Warm nights stimulate rainforest tree growth
February 04, 2013
Rainforest trees grown at higher nighttime temperatures put on more than twice as much weight as their counterparts grown under normal circumstances
Rainforest trees grown at higher nighttime temperatures put on more than twice as much weight as their counterparts grown under normal circumstances, according to a new study by scientists at the Smithsonian Tropical Research Institute. This result may force climate modelers who assume trees grow slower at increased temperatures to reconsider the impacts of climate change on tropical forests.

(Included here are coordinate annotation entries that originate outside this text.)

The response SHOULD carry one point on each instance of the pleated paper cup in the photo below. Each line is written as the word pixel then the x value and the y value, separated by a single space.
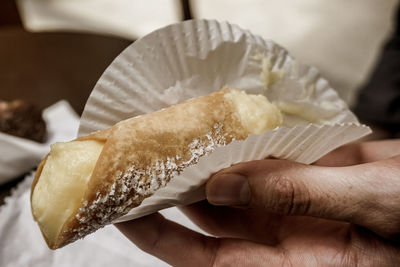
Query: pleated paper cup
pixel 196 58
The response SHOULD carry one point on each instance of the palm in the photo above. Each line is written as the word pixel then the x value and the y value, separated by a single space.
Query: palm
pixel 303 240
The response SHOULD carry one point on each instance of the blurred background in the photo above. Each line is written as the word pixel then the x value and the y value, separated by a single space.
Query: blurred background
pixel 53 50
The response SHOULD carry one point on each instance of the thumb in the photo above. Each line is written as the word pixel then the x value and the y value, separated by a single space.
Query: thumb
pixel 364 194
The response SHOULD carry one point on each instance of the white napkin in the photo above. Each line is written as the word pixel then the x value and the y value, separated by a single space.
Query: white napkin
pixel 21 243
pixel 19 155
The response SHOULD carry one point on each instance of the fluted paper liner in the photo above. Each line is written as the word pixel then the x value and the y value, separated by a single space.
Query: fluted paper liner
pixel 195 58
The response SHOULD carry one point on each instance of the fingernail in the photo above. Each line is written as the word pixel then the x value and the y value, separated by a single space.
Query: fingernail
pixel 228 189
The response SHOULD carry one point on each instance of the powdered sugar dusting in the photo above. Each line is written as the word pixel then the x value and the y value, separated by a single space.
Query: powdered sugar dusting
pixel 131 187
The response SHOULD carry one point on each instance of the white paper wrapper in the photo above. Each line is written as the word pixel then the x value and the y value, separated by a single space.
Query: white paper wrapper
pixel 19 155
pixel 195 58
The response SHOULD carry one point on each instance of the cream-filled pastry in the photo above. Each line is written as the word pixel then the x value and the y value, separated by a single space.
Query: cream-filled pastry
pixel 87 183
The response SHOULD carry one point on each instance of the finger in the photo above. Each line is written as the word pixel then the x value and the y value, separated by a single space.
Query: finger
pixel 221 221
pixel 358 153
pixel 180 246
pixel 364 194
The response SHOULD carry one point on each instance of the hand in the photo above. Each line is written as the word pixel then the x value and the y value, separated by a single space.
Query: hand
pixel 345 216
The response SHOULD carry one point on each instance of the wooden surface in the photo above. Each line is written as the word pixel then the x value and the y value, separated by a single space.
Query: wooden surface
pixel 43 68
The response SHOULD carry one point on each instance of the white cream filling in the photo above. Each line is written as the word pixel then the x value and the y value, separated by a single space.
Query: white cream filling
pixel 62 184
pixel 256 113
pixel 68 168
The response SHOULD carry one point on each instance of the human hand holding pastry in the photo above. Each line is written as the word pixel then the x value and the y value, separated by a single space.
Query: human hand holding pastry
pixel 345 216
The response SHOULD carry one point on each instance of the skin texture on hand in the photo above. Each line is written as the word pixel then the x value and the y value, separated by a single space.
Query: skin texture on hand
pixel 281 213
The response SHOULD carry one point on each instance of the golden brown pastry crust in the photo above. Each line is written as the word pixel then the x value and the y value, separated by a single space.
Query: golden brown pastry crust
pixel 142 154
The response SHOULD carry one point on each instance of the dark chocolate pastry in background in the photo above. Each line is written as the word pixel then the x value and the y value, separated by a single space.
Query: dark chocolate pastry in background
pixel 22 119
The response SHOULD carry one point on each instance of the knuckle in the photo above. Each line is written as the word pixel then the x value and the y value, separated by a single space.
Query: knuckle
pixel 285 195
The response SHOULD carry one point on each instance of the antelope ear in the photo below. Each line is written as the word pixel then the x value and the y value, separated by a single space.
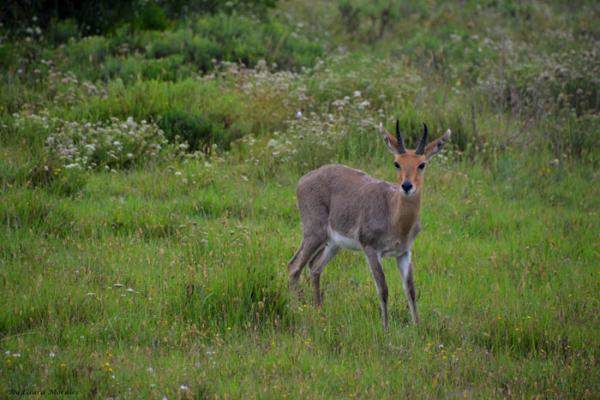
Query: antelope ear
pixel 437 145
pixel 389 140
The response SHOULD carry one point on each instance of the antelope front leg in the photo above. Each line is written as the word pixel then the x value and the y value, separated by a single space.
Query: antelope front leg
pixel 405 266
pixel 377 271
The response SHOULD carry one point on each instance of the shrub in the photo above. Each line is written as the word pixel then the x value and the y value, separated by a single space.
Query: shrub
pixel 61 31
pixel 193 128
pixel 114 144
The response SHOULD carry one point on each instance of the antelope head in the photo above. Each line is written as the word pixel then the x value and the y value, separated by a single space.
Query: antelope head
pixel 410 164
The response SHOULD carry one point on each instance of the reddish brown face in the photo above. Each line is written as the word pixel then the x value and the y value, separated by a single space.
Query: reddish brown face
pixel 411 164
pixel 410 168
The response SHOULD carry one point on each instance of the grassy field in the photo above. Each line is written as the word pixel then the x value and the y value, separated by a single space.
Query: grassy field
pixel 148 205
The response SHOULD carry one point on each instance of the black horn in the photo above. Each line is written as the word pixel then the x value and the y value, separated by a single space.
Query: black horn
pixel 399 139
pixel 421 147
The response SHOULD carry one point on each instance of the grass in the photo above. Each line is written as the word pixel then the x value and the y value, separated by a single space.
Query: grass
pixel 165 273
pixel 507 283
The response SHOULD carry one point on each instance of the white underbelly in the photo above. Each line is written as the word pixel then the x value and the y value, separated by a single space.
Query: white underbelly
pixel 339 240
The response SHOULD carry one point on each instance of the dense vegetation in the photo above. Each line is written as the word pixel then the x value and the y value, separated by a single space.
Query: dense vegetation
pixel 148 208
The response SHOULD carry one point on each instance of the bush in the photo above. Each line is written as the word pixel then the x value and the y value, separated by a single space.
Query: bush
pixel 198 132
pixel 61 31
pixel 115 144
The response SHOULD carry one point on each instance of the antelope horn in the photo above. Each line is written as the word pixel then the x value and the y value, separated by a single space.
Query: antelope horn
pixel 421 147
pixel 399 139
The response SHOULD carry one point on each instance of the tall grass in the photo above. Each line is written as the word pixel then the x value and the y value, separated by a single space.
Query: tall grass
pixel 158 276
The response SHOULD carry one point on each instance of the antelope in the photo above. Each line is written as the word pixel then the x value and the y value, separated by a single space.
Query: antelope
pixel 344 208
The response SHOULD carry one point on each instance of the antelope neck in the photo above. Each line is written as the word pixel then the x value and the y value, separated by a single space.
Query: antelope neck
pixel 405 212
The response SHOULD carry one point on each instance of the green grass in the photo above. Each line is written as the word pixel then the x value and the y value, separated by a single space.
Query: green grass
pixel 507 280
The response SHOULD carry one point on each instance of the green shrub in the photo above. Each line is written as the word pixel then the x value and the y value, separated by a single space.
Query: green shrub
pixel 151 17
pixel 193 128
pixel 61 31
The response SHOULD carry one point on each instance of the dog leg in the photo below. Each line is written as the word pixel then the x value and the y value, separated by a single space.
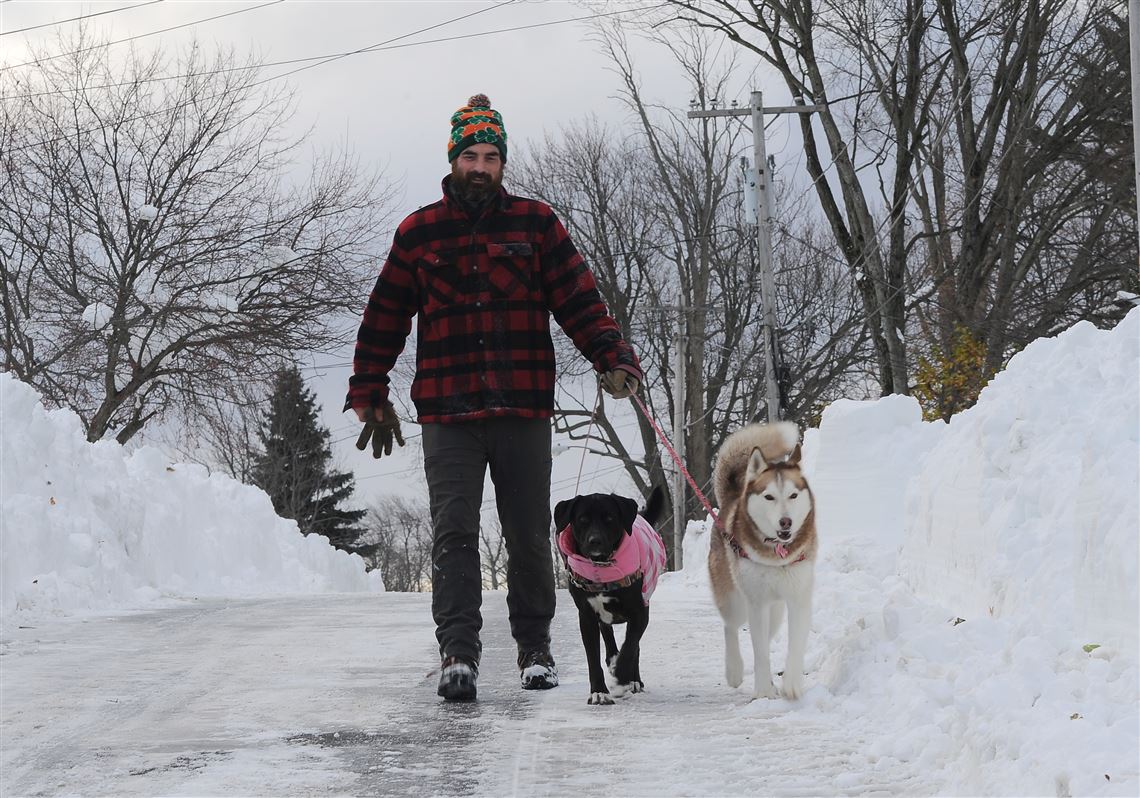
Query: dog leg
pixel 734 613
pixel 759 626
pixel 588 626
pixel 611 646
pixel 627 670
pixel 799 623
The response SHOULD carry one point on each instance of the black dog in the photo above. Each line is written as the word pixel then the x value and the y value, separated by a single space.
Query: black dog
pixel 613 558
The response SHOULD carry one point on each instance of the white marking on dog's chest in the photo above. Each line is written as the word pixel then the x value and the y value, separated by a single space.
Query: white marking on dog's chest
pixel 599 604
pixel 775 581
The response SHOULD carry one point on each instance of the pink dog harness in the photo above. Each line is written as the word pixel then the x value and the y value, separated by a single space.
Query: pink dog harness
pixel 641 554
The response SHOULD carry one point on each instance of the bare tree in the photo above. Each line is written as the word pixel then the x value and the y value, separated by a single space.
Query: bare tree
pixel 493 554
pixel 658 214
pixel 159 244
pixel 398 540
pixel 792 38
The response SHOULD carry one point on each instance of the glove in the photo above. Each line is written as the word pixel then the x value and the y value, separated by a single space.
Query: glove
pixel 619 383
pixel 381 431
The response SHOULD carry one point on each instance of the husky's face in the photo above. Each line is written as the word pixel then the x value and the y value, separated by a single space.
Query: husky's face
pixel 779 499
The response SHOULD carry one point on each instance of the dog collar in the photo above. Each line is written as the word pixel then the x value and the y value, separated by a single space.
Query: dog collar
pixel 734 544
pixel 782 551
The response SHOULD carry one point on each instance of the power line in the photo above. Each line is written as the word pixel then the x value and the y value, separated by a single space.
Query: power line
pixel 84 16
pixel 120 41
pixel 251 86
pixel 381 47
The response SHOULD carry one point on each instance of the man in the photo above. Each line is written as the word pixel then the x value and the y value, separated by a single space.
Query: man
pixel 483 270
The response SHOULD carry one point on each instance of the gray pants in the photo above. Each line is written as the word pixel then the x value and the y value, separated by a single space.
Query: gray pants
pixel 456 457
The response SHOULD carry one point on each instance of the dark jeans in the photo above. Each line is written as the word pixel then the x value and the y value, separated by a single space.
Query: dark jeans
pixel 456 457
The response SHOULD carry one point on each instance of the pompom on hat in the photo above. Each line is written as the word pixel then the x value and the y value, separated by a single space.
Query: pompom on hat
pixel 475 123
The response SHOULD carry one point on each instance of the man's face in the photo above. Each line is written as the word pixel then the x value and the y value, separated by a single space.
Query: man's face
pixel 478 172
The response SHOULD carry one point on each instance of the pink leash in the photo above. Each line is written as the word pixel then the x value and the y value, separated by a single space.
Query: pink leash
pixel 676 459
pixel 733 543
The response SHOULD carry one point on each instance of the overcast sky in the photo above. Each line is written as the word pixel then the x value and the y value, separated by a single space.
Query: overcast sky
pixel 392 106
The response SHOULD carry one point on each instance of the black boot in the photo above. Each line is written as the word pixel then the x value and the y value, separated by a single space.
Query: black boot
pixel 537 669
pixel 457 680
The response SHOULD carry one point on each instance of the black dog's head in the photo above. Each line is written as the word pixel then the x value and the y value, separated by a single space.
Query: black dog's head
pixel 597 522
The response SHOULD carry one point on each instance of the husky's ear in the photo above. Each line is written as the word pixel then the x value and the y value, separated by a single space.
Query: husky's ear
pixel 794 457
pixel 756 465
pixel 563 511
pixel 627 511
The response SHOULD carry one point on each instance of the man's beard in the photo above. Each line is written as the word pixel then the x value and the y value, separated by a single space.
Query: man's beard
pixel 472 190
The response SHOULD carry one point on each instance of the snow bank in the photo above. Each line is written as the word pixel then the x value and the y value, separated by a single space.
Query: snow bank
pixel 1028 504
pixel 968 570
pixel 89 526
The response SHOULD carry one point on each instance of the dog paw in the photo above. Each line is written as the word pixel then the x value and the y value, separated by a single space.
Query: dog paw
pixel 623 690
pixel 792 687
pixel 733 670
pixel 765 691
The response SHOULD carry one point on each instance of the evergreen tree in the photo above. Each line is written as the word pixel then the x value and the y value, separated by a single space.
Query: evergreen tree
pixel 295 465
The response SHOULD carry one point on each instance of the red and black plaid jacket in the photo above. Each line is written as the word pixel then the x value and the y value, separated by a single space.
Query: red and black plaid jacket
pixel 485 291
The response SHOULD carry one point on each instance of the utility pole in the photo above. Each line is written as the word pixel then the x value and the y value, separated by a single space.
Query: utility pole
pixel 757 111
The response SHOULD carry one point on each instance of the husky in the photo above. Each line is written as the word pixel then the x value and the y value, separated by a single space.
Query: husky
pixel 762 553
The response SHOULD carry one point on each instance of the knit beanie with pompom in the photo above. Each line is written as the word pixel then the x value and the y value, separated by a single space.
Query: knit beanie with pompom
pixel 475 123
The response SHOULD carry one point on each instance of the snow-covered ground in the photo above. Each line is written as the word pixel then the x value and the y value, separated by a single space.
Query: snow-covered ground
pixel 976 607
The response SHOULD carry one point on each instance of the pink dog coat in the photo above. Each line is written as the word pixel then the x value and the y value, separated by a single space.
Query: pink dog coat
pixel 641 553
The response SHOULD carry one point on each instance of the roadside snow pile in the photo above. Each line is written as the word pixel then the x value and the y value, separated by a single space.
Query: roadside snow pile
pixel 976 596
pixel 91 527
pixel 1028 504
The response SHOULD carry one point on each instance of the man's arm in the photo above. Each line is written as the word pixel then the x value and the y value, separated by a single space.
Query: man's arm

Although global temperatures rose on average by about 0.2°C per decade since 1975, the tropics warmed more quickly, with an average temperature increase of about 0.26°C per decade. And nighttime temperatures rose even faster than daytime temperatures, at least in central Panama. According to Alexander Cheesman, a postdoctoral fellow who co-authored the study with STRI staff scientist Klaus Winter: “Meteorological monitoring on Panama's Barro Colorado Island revealed an increase in nighttime temperatures of 1.5 °C since 1971.” Seemingly small changes may appear insignificant but they mean our biological support systems may soon experience temperatures more extreme than anything felt in the last million years. Researchers subjected fig and balsa tree seedlings to increased nighttime temperatures. The increase in biomass they observed counters conventional wisdom: increased respiration at higher temperatures is supposed to reduce plant weight gain.
“Our results are in total contrast to the assumptions that global climate modelers build their predictions on. As one of my colleagues said: ‘It's not photosynthesis that's driving growth; it's growth that must be driving photosynthesis,' but we have not shown that yet. We clearly need to scale up from seedlings to trees. All of this would be very easy to test if we had giant temperature-controlled greenhouse domes,” says Winter. Reference: Cheesman, A.W. and Winter, K. 2012. Elevated night-time temperatures increase growth in seedlings of two tropical pioneer tree species. New Phytol. 2012 Dec 21. doi: 10.1111/nph.12098.